If a company makes millions and millions in profit, why does it always seemed to be vacuumed away by the highest echelon with little to no thought of sharing the wealth with all levels of workers? That only seems to happen if the employees "demand" it if they become unionized. Otherwise, the goal is always to lower the cost of labor even when the profits support the current cost and even an increase. It's not like the executives and BODs are looking out for the shareholders in trying to lower the cost of labor. They are not lowering the cost of labor in order to pay out more in dividends, they are lowering it in order to take more for themselves.
Does being a capitalist mean that all manner of fair play and decency get thrown by the wayside? Is there ever a concept of "enough" for the upper tier? Does a healthcare executive lose any sleep at all cashing in their multi, multi, multi million dollar paychecks and stock bonuses while also knowing that their industry gathers those dollars by practicing "murder by spreadsheet" and denying procedures?
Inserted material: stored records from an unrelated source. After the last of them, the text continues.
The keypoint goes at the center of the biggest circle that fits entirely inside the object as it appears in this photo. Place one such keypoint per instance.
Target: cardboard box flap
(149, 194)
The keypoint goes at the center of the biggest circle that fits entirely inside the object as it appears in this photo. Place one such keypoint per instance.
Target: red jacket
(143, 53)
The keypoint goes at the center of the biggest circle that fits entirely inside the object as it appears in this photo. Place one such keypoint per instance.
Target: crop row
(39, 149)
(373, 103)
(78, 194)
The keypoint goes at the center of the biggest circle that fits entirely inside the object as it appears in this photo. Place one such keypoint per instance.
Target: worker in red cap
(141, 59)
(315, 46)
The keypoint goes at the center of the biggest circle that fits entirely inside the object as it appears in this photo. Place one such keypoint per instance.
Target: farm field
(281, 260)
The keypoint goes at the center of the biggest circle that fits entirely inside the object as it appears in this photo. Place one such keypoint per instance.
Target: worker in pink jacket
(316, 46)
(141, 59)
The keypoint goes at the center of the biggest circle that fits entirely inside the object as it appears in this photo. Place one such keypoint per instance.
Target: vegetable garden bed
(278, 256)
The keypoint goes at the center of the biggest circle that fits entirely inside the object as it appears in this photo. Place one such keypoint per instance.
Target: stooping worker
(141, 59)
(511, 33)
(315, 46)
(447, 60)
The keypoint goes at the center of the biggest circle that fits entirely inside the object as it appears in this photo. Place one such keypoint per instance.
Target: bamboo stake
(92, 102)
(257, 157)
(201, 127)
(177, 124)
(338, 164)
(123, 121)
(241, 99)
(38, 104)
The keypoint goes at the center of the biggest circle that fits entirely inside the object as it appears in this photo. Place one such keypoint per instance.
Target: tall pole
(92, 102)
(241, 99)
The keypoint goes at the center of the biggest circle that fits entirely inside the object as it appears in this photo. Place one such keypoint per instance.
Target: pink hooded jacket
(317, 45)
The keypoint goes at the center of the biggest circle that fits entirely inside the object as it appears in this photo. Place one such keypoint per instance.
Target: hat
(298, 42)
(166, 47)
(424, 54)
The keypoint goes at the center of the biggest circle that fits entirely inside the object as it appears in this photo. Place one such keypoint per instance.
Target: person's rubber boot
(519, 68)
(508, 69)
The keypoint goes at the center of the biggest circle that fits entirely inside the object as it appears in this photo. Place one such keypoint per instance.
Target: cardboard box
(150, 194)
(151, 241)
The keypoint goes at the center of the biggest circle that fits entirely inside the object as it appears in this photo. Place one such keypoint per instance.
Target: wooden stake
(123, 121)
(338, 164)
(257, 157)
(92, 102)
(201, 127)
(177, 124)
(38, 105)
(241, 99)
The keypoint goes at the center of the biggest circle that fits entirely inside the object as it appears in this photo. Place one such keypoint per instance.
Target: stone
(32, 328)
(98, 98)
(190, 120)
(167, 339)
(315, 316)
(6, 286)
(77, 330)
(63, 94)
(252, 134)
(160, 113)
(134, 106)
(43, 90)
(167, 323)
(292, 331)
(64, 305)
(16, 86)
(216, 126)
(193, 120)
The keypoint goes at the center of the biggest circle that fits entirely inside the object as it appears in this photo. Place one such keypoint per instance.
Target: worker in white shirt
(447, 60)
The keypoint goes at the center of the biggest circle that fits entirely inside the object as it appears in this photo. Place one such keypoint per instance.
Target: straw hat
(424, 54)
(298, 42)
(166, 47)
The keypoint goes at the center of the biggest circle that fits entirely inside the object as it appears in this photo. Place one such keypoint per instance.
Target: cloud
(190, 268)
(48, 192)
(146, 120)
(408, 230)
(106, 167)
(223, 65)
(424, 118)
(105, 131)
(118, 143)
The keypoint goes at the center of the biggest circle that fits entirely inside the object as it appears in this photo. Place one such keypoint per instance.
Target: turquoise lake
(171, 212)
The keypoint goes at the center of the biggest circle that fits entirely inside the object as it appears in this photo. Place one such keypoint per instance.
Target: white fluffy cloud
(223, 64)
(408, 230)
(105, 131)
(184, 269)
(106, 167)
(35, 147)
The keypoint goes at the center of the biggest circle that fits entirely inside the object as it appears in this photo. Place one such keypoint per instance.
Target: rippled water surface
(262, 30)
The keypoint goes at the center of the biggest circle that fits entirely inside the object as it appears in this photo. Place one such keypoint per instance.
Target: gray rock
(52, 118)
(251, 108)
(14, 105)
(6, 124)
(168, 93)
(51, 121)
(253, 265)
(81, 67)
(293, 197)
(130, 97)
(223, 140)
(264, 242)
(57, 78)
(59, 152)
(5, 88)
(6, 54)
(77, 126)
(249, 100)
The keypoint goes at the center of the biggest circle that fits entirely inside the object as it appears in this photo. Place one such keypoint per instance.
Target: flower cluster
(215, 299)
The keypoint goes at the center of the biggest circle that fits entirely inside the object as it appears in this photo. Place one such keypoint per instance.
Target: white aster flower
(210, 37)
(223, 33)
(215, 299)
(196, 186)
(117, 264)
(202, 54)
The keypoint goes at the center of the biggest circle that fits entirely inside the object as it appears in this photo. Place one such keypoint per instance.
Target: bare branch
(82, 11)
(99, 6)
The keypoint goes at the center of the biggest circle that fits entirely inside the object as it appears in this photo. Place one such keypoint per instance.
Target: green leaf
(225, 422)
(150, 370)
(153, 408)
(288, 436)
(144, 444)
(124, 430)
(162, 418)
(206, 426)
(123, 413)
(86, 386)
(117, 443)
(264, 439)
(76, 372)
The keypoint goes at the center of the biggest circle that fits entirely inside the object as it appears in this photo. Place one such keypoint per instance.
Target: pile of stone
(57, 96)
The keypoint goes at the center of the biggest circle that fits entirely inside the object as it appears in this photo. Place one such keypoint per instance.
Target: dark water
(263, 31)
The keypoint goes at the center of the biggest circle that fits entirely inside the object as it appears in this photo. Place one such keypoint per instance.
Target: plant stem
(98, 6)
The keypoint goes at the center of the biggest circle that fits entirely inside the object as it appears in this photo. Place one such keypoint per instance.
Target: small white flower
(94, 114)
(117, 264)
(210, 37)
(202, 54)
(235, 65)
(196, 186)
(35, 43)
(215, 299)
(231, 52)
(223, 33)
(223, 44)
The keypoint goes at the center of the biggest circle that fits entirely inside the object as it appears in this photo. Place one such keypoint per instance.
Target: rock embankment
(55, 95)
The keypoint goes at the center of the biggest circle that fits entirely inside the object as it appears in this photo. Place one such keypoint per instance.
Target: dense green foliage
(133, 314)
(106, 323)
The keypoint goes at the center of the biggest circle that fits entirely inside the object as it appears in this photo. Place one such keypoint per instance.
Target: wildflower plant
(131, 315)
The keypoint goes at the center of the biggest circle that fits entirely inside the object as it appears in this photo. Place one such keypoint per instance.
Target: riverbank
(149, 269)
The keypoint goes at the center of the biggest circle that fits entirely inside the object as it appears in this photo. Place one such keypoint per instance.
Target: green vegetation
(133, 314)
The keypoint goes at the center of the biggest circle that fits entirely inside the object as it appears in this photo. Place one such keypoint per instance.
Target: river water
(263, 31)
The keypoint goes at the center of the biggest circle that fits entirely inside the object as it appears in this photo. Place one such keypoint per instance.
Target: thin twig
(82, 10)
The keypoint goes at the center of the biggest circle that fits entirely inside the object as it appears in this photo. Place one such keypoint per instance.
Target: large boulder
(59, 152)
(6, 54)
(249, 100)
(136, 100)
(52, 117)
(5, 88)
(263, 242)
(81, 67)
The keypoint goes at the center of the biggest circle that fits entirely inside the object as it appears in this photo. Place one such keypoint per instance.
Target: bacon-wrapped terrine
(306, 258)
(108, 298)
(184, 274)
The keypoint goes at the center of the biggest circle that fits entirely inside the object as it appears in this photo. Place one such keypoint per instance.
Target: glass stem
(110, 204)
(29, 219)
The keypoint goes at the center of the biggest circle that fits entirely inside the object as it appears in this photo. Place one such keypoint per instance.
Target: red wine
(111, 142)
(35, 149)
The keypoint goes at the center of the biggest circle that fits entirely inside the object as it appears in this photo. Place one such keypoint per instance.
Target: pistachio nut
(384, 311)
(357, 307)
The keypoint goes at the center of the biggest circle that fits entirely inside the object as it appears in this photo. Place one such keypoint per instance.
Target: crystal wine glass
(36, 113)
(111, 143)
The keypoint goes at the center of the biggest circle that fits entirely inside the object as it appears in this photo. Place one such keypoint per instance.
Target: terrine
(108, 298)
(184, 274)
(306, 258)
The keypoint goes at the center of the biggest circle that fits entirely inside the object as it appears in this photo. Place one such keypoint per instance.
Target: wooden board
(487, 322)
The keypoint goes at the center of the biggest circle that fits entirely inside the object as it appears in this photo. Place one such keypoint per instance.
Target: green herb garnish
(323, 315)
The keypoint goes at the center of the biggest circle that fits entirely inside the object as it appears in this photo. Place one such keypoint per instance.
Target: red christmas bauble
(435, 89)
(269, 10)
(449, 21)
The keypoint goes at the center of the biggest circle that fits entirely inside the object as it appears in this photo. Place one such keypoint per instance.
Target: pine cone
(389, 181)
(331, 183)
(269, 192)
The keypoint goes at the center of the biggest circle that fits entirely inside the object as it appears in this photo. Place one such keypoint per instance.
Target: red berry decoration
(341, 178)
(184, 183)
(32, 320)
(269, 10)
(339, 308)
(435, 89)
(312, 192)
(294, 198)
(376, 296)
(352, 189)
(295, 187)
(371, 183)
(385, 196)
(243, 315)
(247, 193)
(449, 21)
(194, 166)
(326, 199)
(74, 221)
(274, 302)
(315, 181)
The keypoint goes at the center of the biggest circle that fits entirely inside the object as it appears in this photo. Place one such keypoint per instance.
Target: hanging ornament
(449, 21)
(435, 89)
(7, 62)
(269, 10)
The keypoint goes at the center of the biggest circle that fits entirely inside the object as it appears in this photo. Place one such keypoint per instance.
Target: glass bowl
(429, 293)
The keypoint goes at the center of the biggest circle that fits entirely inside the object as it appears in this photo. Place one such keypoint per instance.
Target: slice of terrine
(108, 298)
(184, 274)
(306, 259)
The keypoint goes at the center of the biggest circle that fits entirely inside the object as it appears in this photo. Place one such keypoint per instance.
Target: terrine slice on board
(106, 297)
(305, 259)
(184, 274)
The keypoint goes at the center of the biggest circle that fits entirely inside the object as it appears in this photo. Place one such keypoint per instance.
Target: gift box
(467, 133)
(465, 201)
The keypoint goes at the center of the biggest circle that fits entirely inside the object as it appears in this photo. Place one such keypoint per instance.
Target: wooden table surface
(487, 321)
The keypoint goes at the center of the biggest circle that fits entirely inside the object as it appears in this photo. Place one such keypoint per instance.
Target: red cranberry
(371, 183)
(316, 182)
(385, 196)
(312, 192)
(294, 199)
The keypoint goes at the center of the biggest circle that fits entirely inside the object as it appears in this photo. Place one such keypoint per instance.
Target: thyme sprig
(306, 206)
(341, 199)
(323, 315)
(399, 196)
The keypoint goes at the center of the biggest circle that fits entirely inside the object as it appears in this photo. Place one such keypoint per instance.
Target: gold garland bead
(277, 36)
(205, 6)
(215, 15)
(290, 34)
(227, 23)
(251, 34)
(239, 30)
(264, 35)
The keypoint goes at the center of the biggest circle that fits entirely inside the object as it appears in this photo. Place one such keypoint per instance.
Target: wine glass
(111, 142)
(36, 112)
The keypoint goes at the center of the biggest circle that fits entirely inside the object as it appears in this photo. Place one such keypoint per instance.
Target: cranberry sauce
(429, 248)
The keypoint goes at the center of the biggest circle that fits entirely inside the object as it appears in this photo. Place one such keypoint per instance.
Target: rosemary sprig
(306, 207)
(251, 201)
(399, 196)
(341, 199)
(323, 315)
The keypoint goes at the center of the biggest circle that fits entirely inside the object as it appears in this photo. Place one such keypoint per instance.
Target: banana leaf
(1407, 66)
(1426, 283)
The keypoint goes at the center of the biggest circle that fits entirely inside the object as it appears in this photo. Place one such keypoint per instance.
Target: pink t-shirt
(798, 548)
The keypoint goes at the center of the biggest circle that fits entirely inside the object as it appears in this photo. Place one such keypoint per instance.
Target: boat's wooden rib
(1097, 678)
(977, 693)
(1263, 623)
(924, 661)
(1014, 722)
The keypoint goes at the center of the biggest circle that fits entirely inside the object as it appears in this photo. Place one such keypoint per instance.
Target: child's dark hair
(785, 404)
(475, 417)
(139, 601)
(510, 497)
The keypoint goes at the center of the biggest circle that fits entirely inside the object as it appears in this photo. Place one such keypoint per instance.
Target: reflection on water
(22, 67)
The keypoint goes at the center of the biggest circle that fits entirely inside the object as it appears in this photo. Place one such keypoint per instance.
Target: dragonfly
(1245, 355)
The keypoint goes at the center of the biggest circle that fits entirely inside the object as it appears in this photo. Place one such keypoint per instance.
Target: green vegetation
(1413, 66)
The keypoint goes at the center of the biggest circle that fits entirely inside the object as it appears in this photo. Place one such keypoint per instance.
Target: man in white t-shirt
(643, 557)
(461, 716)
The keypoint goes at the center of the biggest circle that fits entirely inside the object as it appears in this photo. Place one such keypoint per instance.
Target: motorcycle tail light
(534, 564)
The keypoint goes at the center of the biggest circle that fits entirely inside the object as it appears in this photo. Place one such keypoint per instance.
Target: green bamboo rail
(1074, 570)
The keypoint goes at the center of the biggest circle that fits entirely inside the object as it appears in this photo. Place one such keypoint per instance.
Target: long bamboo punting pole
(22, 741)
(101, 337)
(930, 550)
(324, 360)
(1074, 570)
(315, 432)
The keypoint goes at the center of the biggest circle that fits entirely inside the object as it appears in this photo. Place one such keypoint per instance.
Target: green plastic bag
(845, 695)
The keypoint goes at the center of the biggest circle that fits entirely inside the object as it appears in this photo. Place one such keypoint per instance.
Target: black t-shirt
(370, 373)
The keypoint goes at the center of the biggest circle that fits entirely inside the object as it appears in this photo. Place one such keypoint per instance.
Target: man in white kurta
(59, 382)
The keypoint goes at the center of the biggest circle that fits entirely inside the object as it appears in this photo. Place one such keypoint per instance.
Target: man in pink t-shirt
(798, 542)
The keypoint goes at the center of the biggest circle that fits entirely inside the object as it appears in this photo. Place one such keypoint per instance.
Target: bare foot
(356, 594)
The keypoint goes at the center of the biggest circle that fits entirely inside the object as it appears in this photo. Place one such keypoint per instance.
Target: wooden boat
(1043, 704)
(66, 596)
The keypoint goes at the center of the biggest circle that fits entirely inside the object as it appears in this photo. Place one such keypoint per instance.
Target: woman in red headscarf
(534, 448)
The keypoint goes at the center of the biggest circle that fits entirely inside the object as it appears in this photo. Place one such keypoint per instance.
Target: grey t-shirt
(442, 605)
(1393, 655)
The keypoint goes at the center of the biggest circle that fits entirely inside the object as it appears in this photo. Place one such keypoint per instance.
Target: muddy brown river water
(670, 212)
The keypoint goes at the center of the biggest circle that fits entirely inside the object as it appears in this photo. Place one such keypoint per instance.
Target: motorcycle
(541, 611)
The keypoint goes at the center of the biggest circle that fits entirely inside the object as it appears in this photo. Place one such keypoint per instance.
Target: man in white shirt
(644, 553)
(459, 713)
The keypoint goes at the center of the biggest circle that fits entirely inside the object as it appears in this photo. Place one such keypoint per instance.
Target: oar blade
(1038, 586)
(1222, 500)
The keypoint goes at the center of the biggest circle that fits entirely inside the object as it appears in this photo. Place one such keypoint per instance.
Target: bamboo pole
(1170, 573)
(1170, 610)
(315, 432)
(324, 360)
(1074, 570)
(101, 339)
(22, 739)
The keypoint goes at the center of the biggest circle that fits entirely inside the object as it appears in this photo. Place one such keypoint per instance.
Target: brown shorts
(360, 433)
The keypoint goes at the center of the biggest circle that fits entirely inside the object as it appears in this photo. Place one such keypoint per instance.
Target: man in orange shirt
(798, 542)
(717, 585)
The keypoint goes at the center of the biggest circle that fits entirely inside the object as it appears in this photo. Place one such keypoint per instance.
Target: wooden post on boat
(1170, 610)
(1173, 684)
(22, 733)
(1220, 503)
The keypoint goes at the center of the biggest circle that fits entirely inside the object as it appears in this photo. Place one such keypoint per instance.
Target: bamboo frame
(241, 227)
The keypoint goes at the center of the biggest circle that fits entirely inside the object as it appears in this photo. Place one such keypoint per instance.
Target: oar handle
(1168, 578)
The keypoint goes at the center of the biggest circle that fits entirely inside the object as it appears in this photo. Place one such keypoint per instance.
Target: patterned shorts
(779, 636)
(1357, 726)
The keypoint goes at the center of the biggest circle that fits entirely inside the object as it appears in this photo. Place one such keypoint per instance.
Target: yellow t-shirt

What happened to the moral core of the Enron traders who laughed while they stuck it to Grandma Millie in the California grid gaming that brought despair into the lower and middle class households of California when they saw their electric bills climb to unthinkable levels, resulting in business closures and job losses and bankruptcy?
What would make a company a benevolent capital enterprise? Excellent wages, excellent benefits, adequate vacation time, tuition re-reimbursement, a social conscience about their products and procedures, a desire to better their communities, a reasonable compensation for the upper tier of executives, and a return on investment for shareholders to let them know they can support a benevolent company and still make money doing it.